Ofreciéndole a su mujer el brazo, Charles aguardó a que Evelyn lo aceptase para caminar con él hacia la casa, siguiendo el alegre rastro que los niños habían dejado tras ellos. Una vez a solas, Sylvain se aproximó a Darrell en silencio. Éste le contempló con un entendimiento que, temeroso, no se atrevía a indagar en lo que le ocurría y que sin embargo no lo mantendría tranquilo.

—¿Estás bien? —le preguntó el inglés con voz aterciopelada, tomando su mano con preocupación.

Sylvain miró a su alrededor una última vez antes de responder. El roble parecía querer escuchar lo que tuviera que decir y, respirando hondo, dejó que la paz y la felicidad de estar vivo aliviase el peso de su corazón.

—Estoy bien —susurró, inclinándose para besar su mano antes de contemplar los anillos que compartían—. Estoy mejor que nunca.
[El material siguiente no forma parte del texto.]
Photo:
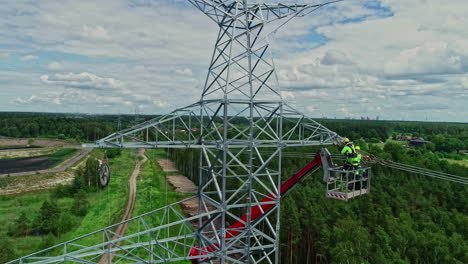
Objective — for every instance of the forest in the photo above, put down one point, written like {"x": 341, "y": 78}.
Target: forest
{"x": 405, "y": 219}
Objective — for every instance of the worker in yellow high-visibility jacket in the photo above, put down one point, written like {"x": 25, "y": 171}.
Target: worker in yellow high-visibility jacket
{"x": 350, "y": 152}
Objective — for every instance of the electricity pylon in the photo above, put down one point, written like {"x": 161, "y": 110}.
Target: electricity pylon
{"x": 240, "y": 126}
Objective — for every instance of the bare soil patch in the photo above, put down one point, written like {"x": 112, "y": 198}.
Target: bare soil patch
{"x": 25, "y": 153}
{"x": 33, "y": 183}
{"x": 182, "y": 184}
{"x": 23, "y": 164}
{"x": 43, "y": 142}
{"x": 167, "y": 165}
{"x": 121, "y": 229}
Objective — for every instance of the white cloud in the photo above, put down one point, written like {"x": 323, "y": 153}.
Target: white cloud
{"x": 184, "y": 71}
{"x": 55, "y": 66}
{"x": 97, "y": 33}
{"x": 84, "y": 80}
{"x": 156, "y": 55}
{"x": 29, "y": 57}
Una pequeña sonrisa le fue regalada y Darrell dejó ir su mano con delicadeza. Como siempre desde hacía algunos años, Sylvain se posicionó tras la silla de ruedas para empujarla con paciencia y seguridad.

El roble volvió a cantar en voz muy baja con el arrullo del viento entre sus hojas, observando desde su impertérrito espíritu como, muy despacio, ambos se alejaban juntos por la colina bajo los últimos rayos de un sol que prometía renacer.